The robotic spacecraft MESSENGER has run out of fuel. With no way to make major adjustments to its orbit around the planet Mercury, the probe will smash into the surface at more than 8,750 mph (3.91 km/s). The impact will add a new crater to the planet’s scarred face that engineers estimate will be as wide as 52 feet (16 meters).
The end is predicted to come at about 3:26 p.m. EDT today.
Editor’s note: MESSENGER impacted the surface of Mercury at about 3:26:02 p.m. EDT.
The mission plan called for MESSENGER to spend one Earth year at Mercury, but when early findings raised new questions, NASA granted two mission extensions for a total of three additional years. Mission engineers also found ways to save fuel, such as maneuvering the spacecraft with a technique called solar sailing, which allowed an extra month of operations in orbit.
The only previous expedition to see the planet up close was Mariner 10 in the 1970s.
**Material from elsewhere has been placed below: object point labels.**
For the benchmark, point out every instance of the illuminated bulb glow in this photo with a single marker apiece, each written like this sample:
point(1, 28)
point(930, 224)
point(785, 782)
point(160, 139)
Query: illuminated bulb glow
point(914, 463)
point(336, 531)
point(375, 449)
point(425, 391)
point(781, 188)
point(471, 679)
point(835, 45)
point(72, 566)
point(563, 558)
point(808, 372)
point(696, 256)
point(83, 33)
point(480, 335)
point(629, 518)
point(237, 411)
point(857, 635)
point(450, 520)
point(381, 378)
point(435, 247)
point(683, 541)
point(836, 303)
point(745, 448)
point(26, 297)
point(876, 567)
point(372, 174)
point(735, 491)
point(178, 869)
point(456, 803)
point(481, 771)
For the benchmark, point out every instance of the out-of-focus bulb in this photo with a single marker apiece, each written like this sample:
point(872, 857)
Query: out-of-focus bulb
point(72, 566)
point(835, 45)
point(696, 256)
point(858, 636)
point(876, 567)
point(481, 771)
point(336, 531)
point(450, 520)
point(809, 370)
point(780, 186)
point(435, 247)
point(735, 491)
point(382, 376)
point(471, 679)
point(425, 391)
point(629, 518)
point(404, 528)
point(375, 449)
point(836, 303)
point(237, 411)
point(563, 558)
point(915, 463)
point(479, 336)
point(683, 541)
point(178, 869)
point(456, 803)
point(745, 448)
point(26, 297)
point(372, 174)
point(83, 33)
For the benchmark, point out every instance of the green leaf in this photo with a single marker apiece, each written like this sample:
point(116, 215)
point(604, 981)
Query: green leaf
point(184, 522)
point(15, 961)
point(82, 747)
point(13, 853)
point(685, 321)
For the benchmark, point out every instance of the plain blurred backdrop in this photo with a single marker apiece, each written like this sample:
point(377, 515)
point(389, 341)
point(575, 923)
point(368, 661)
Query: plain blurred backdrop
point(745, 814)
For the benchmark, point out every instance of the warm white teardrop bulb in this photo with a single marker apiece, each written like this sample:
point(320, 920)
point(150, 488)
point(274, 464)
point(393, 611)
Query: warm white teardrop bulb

It provided valuable scouting reports, but since it only flew by, it left large gaps in the images of Mercury’s surface. MESSENGER not only filled in those blank places on the map, its suite of powerful instruments delved deep into the small world’s many mysteries.
Mercury is not the garden spot of the solar system. It’s a small airless sphere, only slightly larger than Earth’s Moon, with stark and foreboding landscapes. Daytime temperatures can reach about 800° F (430° C) and drop to –290° F (–180° C) at night.
But MESSENGER brought to light the intricacies of an intriguing world. The mission discovered a surface rich in diverse chemistry, including volatiles. It sensed a bizarrely offset magnetic field. It photographed strange “hollows” where material seems to have boiled away into space under the scorching sun. It mapped vast volcanic deposits, found that the entire planet has shrunk by as much as 4 miles (7km) in radius, and, of all things, uncovered deposits of water ice in the depths of polar craters where the Sun never shines.
When MESSENGER disappears behind Mercury’s horizon for the last time, no spacecraft will scan its strange surface until the European Space Agency’s BepiColombo mission arrives in the 2020s. But for many years to come, planetary explorers will be pouring over the gigabytes of information that MESSENGER sent home.